Question: why are sqlite transactions in asyncio tasks so much faster?
Is your feature request related to a problem? Please describe. Hi, thanks for tortoise! I've had a lot of fun using it so far.
There is a known issue with the postgres backend where transactions cannot be used in tasks, because tasks copy the context and therefore create stale connection objects (https://github.com/tortoise/tortoise-orm/issues/743).
That is, you cannot do:
async def my_save(item):
async with in_transaction() as conn:
Model(item).save(using_db=conn)
item = ...
asyncio.ensure_future(my_save(item)) # <- this creates a future
# which copies context and will raise InterfaceError: cannot call Connection.fetch()
However! You can do the same with sqlite, supposedly because its in-process design has no concept of connections.

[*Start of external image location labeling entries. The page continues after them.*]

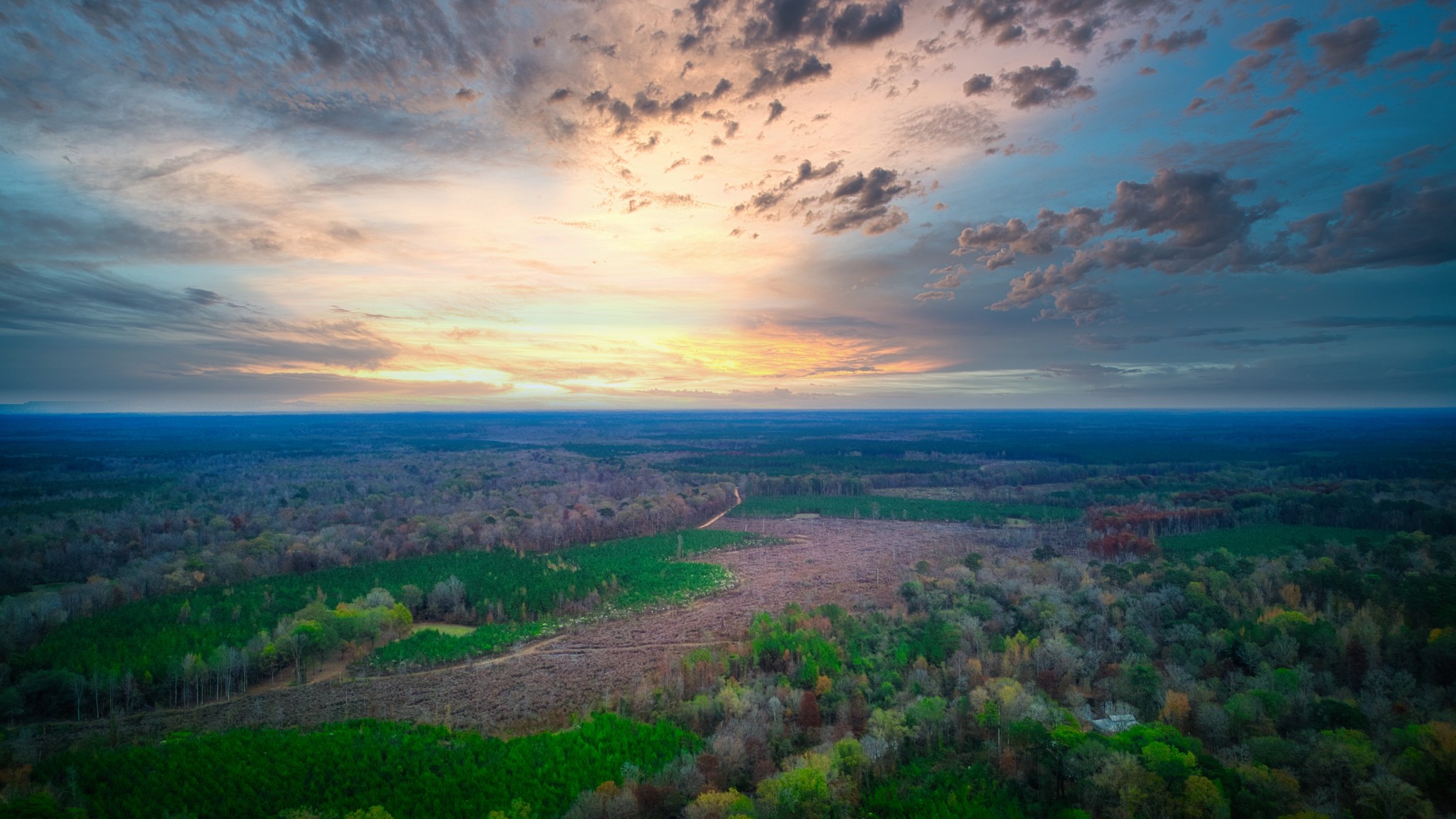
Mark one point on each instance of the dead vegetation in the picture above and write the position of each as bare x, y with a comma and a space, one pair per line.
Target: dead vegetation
852, 563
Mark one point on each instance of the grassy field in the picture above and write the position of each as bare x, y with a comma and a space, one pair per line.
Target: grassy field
152, 634
1261, 540
899, 509
412, 771
447, 628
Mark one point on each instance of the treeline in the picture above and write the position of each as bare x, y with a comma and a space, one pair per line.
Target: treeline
1315, 684
225, 520
877, 508
213, 641
638, 572
1357, 505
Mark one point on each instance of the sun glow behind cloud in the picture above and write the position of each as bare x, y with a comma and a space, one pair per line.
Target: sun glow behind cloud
640, 203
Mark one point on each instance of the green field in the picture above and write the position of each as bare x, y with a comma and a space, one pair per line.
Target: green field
899, 509
1265, 540
447, 628
412, 771
150, 636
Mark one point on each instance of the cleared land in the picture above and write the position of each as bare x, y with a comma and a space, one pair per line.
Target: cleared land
878, 508
823, 560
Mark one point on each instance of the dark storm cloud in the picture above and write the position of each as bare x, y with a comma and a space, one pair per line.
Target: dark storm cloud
1347, 47
1206, 226
1072, 23
1207, 229
1034, 86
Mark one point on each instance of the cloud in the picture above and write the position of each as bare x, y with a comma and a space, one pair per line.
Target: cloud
1414, 159
862, 203
980, 83
1275, 115
1375, 323
1438, 51
1347, 47
1379, 225
860, 25
790, 68
1085, 305
1275, 34
935, 296
1094, 375
1207, 229
948, 126
205, 333
1075, 25
1034, 86
1175, 41
805, 172
1098, 341
950, 277
1286, 341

I've tested a simple sqlite setup with two ways of concurrent inserts (single rows, no batch):
async def insert1(item):
asyncio.ensure_future(my_save(item))
async def insert2(item):
await my_save(item)
The first version (insert1) is a lot faster (I don't have a reproducible benchmark script, but it seems it's an order of magnitude faster). Note that there are no collisions or exceptions.
Describe the solution you'd like
- I'd like to understand why there even is a difference. Both coroutines should essentially do the same, which is to allow other concurrent transactions to execute.
- Ideally, I'd like to be able to use tasks for postgres as well (open issue here https://github.com/tortoise/tortoise-orm/issues/743).
- I'd like to understand whether I'm breaking any consistency guarantees of sqlite by using tasks?
Describe alternatives you've considered Well, it's a performance-related question, not strictly a bug. So using the current version of tortoise is fine, it's just perhaps slower than it could be.
Additional context I'm using tortoise in an event-driven system that should scale up to millions of coroutines and tens of thousands of simultaneous transactions. Ideally, all of those are completely independent, meaning I'd benefit from a massively concurrent codepath down to the DB. I'd also like to use signals, that's why bulk inserts are out of the question.
I'm unable to reproduce this, my ensure_future latency is actually slightly higher than with await.
My results:
Getting average read/write latency for 1000 iterations...
---------------------------------------------------------
ensure_future average: 0.705ms (read) | 0.343ms (write)
await average: 0.690ms (read) | 0.344ms (write)
---------------------------------------------------------
Finished benchmarks, took 6.263s
Are you sure that you were running your timer inside of my_save? Ensure future schedules a task, so you might have only been benchmarking the time it took to create that task, which then took more time running in the background.
Thanks @BobDotCom for testing this out!
I agree that there seems something amiss, I was probably really benchmarking creation instead of runtime and the bottleneck lay somewhere else. I'll try and revisit this at some point, but feel free to close the issue.